El viaje en avión había roto el abrazo de la agorafobia. Podía moverme por ahí. No tan lejos como hasta a Inglaterra, pero Zitomers ya no presentaba un problema. Me las arreglé para terminar la universidad y después un posgrado. Tuve un hijo. Seguí viendo al Dr. Schartz, pero no por sesiones dobles. Cuando murió su mujer, rechazó mis condolencias con la mano como si fueran una nube de mosquitos. “Estoy bien,” dijo. Marie me dijo que había escuchado otra cosa. “Es hora de partir, querida. No tenés que quedarte en un barco que se hunde.”
Fui la última de las pacientes del Dr. Schwartz en irme. A veces dormitaba a lo largo de toda la sesión. Perdía el hilo de mis sueños, se olvidaba que me había casado. Iba menos y menos, al final dejé de ir. Me rogó que volviera. Le dije que lo iba a pensar. Me llamó al día siguiente.
“Llamá a una ambulancia,” dijo. “Necesito una ambulancia.” Cortó antes de que pudiera decir una palabra.
Le devolví el llamado. “¿Está bien?”
“¿Qué podría estar mal?” me preguntó. “Te veo mañana. La hora de siempre.”
Le dije que no iba a ir.
“¿Perdiste la cabeza? Estamos a punto de hacer un gran avance.”
“Usted no creyó en ningún momento que yo hubiera perdido la cabeza,” dije yo. “Y por eso le estoy muy agradecida.”
“¡Melissa!”
“He de extrañarlo mucho,” dije con suavidad mientras cortaba el teléfono.

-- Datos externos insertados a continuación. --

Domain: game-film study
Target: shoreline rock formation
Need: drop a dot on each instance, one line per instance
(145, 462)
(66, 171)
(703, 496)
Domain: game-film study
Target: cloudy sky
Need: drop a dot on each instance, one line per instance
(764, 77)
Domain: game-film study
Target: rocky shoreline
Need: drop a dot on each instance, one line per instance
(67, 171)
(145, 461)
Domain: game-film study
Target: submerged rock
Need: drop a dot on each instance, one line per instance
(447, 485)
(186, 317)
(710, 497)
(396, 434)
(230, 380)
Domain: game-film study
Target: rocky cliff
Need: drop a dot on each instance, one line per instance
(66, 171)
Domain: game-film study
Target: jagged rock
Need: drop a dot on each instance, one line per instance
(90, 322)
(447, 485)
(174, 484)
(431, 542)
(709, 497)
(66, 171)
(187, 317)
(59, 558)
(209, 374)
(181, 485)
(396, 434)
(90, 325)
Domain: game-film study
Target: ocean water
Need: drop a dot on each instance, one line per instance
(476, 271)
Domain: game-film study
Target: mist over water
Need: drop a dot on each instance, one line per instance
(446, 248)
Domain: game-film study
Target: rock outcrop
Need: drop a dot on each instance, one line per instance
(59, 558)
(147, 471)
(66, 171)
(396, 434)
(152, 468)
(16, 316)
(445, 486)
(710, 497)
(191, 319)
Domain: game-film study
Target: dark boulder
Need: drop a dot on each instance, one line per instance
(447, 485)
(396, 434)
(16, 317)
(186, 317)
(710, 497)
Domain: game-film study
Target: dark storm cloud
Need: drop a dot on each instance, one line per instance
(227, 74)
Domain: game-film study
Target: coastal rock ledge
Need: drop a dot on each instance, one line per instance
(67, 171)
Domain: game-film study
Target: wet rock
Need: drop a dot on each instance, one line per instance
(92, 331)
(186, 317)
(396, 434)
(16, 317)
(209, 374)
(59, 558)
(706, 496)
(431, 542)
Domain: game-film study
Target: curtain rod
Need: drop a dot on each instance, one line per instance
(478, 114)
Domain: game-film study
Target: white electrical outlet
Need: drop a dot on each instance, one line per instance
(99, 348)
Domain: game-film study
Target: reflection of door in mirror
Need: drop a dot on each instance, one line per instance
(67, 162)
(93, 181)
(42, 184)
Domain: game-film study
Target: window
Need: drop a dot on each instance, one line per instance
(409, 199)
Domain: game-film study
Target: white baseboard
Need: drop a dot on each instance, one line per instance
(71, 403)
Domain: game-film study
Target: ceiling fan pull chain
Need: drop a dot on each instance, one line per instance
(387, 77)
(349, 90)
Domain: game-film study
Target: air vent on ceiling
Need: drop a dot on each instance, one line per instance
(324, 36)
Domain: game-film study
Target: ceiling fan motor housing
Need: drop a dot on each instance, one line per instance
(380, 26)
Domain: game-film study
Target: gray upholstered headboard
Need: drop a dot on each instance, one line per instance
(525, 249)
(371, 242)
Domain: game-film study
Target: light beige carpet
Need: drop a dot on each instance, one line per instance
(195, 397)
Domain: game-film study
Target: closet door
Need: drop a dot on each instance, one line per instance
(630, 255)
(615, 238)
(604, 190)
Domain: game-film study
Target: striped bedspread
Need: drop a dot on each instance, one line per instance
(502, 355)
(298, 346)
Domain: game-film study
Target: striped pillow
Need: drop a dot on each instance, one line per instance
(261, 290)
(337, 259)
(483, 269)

De vez en cuando vuelvo a conjurar su consultorio de entre los bucles de mi memoria y más allá de que lo visité en todas las estaciones, siempre es invierno. Las barras de la chimenea eléctrica retumban y resplandecen. Algo que parece una bola de boliche rueda sobre nuestras cabezas. Estoy sentada en la silla de cuero frente al Dr. Schwartz, que viste pantalones negros sin forma, zapatos ortopédicos y un sombrero ruso. Es el final de la tarde. Las sombras hacen moretones en la pared. El Dr. Schwartz ajusta el dial del calefactor. Se balancea, hace un zumbido y se vuelve tan brillante que temo explote. En lugar de eso, se repliega en brasas. Una exhalación débil se escapa a través de las ventanas enrejadas: Ham, mi padre, Grace Kelly, una versión mucho más joven de mí misma.